Out, non-binary actor Ezra Miller has emerged as a refreshingly candid queer celebrity, publicly dressing in sexy pink clothing, speaking about being sexual harassed, and sharing details of his polyamorous sex group.
However, the black cultural website Afropunk recently accused Miller of sympathizing with Darren Wilson, the white Ferguson, Missouri policeman who shot unarmed black 18-year-old Mike Brown 12 times, killing him on August 9, 2014.
Afropunk said that Miller co-wrote and co-directed a 2015 four-minute film entitled The Truth According To Darren Wilson. The film uses dramatic music and an emotional performance by actor Sean Rogers to recreate Wilson’s real-life testimony about the shooting.
Afropunk writes, “In this film they take the on story of the tragic, racist murder of Mike Brown from the perspective of the cop, Darren Wilson, who shot him, which creates a sympathy around him that fails to hold him accountable for his lethal action rooted in racism.”
They continue, “Can you suspend what you know about Ezra Miller’s participation in creating content that sympathizes with Darren Wilson or is this another example of white supremacy snatching another enjoyable thing from Black people?”
To decide for yourself, watch the short film below, and read our analysis below (which contains spoilers).
As several Afropunk commenters pointed out, Miller’s film isn’t exactly sympathetic to Wilson.
Yes, its first four minutes convey Wilson’s fear as he recounts his assessments before deciding to shoot.

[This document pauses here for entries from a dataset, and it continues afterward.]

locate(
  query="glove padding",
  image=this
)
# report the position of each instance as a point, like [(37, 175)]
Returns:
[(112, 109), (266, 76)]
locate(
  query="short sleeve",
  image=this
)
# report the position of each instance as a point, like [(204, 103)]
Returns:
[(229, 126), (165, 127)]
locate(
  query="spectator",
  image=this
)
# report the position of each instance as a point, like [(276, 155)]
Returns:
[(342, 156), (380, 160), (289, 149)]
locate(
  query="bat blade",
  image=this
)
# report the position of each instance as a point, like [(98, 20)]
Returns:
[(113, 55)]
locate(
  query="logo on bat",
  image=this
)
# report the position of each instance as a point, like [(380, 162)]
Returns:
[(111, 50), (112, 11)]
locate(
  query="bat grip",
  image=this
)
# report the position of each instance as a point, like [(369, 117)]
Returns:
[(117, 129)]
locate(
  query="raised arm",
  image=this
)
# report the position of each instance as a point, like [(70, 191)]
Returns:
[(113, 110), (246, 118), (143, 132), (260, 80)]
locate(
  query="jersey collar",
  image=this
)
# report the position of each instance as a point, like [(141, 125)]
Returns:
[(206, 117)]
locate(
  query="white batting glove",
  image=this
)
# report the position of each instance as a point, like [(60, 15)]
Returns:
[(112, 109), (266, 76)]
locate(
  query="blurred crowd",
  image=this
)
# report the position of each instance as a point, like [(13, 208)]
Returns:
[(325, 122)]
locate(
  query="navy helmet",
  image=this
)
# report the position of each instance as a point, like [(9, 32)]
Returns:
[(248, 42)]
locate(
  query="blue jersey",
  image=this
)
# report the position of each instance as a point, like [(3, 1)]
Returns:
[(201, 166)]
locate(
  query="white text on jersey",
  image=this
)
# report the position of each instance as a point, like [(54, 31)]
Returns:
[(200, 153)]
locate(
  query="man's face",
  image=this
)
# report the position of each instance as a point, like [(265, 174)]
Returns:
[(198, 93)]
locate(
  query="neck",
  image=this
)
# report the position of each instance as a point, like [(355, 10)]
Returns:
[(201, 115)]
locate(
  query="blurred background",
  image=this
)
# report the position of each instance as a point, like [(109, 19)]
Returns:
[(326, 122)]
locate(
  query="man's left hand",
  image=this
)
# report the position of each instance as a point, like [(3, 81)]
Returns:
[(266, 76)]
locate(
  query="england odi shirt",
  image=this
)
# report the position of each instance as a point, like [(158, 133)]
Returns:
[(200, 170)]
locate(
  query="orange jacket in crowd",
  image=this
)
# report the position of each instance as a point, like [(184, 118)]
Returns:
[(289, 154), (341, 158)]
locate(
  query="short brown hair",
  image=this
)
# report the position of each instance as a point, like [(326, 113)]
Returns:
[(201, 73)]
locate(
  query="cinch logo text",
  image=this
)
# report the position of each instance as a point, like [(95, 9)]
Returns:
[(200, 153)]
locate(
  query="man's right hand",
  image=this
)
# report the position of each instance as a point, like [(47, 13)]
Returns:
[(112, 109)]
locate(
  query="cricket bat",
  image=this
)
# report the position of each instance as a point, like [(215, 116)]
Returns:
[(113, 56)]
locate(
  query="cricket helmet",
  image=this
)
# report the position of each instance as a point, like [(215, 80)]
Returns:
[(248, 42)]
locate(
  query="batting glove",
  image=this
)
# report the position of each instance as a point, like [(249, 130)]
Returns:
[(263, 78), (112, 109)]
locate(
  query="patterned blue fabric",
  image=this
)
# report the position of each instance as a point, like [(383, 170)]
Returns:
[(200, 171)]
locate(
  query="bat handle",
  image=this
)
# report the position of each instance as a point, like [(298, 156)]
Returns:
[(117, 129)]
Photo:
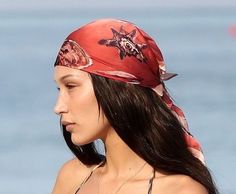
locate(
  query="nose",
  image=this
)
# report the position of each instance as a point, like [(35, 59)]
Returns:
[(61, 106)]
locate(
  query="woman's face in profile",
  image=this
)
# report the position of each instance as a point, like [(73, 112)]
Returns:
[(78, 107)]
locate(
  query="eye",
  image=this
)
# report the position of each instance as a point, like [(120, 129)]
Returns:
[(70, 86)]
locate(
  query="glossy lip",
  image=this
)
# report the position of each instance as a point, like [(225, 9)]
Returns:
[(68, 125)]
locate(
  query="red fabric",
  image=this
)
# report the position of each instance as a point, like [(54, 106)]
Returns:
[(121, 51)]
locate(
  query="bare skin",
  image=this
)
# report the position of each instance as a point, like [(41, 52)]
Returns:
[(77, 106)]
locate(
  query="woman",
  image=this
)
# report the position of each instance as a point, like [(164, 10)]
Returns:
[(110, 77)]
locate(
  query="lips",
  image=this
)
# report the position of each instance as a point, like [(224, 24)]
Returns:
[(68, 125)]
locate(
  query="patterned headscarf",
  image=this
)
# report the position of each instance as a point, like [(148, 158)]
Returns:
[(121, 51)]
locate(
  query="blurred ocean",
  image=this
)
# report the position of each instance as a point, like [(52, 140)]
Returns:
[(196, 44)]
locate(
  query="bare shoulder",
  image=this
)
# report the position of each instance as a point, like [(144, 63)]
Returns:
[(70, 176), (188, 185), (178, 184)]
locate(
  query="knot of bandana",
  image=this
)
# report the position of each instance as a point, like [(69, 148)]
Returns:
[(121, 51)]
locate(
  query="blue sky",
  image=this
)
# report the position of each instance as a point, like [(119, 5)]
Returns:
[(67, 4)]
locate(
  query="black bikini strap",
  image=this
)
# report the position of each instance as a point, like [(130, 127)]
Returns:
[(151, 182), (90, 174)]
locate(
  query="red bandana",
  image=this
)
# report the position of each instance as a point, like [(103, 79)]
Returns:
[(121, 51)]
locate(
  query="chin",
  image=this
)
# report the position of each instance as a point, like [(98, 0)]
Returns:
[(79, 141)]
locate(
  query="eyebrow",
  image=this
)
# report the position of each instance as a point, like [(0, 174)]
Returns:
[(66, 76)]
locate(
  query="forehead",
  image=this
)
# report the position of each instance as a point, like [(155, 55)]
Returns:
[(62, 71)]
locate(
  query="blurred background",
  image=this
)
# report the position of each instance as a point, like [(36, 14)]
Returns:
[(198, 41)]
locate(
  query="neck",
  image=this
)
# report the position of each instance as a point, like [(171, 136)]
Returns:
[(120, 159)]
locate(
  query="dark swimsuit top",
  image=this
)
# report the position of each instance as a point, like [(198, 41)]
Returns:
[(90, 174)]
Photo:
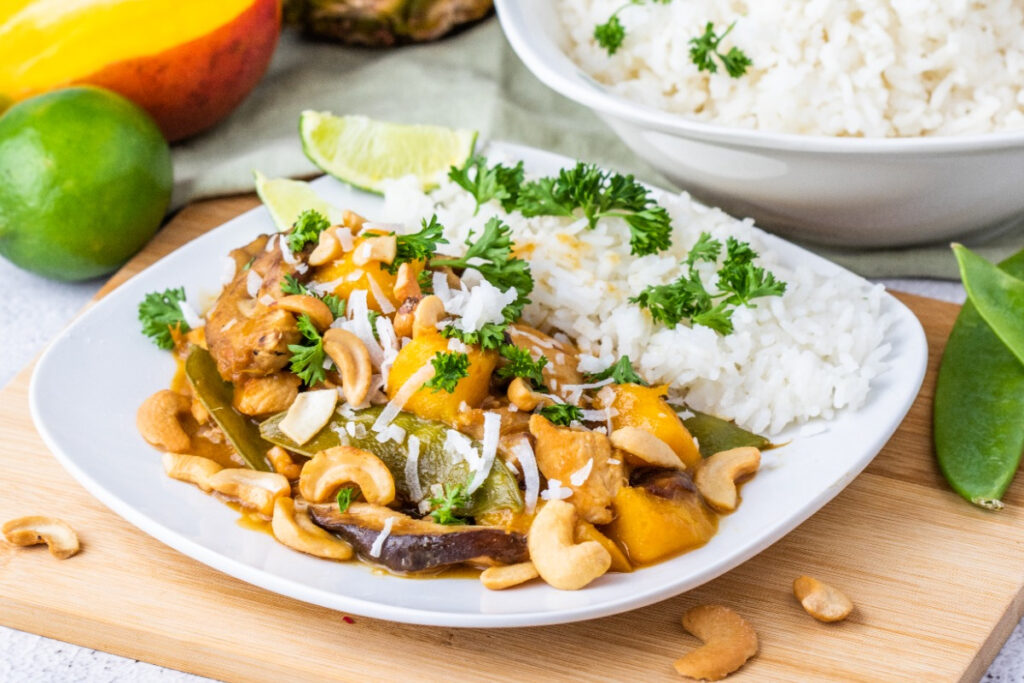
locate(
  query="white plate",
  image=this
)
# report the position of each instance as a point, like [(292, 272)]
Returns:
[(88, 385)]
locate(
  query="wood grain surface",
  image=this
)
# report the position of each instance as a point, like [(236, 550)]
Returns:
[(937, 584)]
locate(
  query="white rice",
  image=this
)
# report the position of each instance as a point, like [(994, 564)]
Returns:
[(791, 359), (850, 68)]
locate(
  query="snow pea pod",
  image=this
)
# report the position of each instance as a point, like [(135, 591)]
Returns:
[(978, 415)]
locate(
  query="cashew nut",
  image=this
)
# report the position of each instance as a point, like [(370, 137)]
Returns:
[(194, 469), (382, 249), (728, 643), (821, 600), (309, 305), (283, 463), (159, 420), (646, 449), (333, 468), (328, 248), (560, 562), (716, 477), (523, 397), (406, 284), (352, 359), (253, 489), (57, 536), (500, 578), (295, 529)]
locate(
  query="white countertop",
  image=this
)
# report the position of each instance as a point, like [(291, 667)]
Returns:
[(32, 311)]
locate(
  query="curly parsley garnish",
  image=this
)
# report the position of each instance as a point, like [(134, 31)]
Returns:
[(307, 358), (488, 182), (306, 229), (621, 372), (521, 364), (452, 500), (449, 369), (705, 47), (159, 312), (739, 282), (601, 194)]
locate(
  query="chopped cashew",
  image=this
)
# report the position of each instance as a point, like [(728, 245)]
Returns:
[(309, 305), (523, 397), (194, 469), (352, 359), (428, 313), (821, 600), (560, 562), (308, 414), (295, 529), (500, 578), (282, 462), (333, 468), (716, 477), (645, 449), (56, 534), (159, 420), (381, 249), (406, 285), (728, 643), (253, 489)]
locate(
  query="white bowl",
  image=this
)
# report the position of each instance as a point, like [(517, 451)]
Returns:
[(850, 191)]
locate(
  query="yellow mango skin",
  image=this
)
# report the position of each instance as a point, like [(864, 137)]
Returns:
[(651, 528), (442, 406), (645, 408)]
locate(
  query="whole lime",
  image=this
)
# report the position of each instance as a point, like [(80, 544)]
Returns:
[(85, 179)]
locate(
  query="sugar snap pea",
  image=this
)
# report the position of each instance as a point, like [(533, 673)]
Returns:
[(978, 415)]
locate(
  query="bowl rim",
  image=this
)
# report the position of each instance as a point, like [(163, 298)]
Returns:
[(552, 67)]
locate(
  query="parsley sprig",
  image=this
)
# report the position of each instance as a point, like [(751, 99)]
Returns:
[(739, 282), (488, 182), (449, 369), (621, 372), (159, 312), (307, 358), (705, 47), (601, 194)]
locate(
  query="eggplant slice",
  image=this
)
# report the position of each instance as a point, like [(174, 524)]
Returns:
[(417, 545)]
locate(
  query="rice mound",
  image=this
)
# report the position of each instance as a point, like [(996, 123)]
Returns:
[(839, 68), (792, 358)]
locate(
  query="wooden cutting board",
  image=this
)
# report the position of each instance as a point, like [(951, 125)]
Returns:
[(937, 583)]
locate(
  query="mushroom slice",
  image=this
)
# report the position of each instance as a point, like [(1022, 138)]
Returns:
[(416, 545)]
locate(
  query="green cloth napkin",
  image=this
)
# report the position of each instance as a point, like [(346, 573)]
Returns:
[(471, 80)]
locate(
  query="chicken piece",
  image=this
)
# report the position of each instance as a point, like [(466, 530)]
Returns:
[(246, 337), (262, 395), (562, 452)]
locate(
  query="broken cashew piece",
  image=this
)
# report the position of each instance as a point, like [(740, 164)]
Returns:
[(303, 304), (159, 420), (56, 534), (523, 397), (194, 469), (820, 600), (352, 359), (253, 489), (295, 529), (381, 249), (333, 468), (428, 313), (728, 643), (645, 449), (562, 563), (500, 578), (716, 477)]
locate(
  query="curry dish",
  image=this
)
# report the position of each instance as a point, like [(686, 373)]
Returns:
[(376, 400)]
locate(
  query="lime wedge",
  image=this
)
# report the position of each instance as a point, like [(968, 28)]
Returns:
[(286, 199), (365, 153)]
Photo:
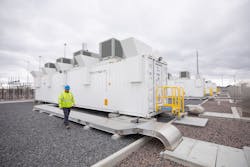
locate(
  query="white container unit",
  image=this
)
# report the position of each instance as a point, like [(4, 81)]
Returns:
[(194, 88), (210, 85), (122, 80)]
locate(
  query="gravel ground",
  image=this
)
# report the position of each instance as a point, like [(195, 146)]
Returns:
[(213, 106), (229, 132), (29, 138)]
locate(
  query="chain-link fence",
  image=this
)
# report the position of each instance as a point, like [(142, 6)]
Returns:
[(16, 91)]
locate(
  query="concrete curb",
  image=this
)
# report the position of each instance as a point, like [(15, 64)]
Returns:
[(118, 156), (204, 102), (16, 101)]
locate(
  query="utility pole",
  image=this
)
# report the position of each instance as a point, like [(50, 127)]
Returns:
[(234, 87), (222, 80), (28, 63), (64, 50)]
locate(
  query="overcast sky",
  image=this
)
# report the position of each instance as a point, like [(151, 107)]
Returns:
[(218, 29)]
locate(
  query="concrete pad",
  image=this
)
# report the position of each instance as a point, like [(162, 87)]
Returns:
[(193, 121), (247, 154), (116, 136), (16, 101), (217, 114), (192, 152), (235, 112), (230, 157)]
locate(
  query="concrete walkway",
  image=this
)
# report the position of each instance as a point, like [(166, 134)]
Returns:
[(192, 152)]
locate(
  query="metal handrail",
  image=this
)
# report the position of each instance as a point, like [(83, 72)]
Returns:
[(170, 96)]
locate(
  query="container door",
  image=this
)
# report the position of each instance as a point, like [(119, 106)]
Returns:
[(150, 83)]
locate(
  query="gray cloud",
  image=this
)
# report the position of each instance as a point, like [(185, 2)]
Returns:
[(219, 30)]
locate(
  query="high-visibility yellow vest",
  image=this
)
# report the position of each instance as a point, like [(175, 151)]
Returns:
[(66, 100)]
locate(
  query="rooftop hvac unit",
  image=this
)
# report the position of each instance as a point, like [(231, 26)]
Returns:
[(49, 65), (63, 64), (111, 48), (184, 74)]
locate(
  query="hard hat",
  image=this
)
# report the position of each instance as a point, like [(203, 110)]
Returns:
[(67, 87)]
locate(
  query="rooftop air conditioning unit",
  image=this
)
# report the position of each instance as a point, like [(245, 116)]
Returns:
[(111, 48)]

But in its final moment, someone knocks on his door, asking if he’s ready for his TV interview, revealing that his preceding testimony was in fact a rehearsal in front of a mirror before performing the same testimony on national TV.
As such, the film can be read one of two ways: Either it sympathizes with Wilson, showing a man so traumatized that he must rehearse his re-telling before sharing it with others, or it reviles him as a calculated liar, rehearsing his emotionally manipulative story to win over TV viewers to his version of the “truth.”
While it might’ve been more provocative to create a film from Brown’s point of view, no matter which way you view The Truth According To Darren Wilson, it depicts Wilson as calculating and casts serious doubt on his final claims that, “I help people. That’s my job… You can’t perform the duties of a police officer if you have racism in you…. I just wish everyone could be peaceful. That’s all you can do, is just wish for peace.”
Wilson’s murder of Brown and a U.S. Justice Department report on the city’s racially biased police practices made Ferguson a flashpoint for the burgeoning Black Lives Matter movement, a protest against police brutality and in favor of judicial system reforms.
But while Afropunk is savvy to un-earth this film, especially as former Attorney General Jeff Session’s final act in office was to undermine Obama-era reforms meant to reduce police abuses, the publication’s assessment of Miller’s film lacks nuance, oversimplifying a subtle but provocative take on this modern-day miscarriage of justice.
“In November 2014, a grand jury declined to indict Wilson for any crimes related to the shooting,” The Washington Post reports.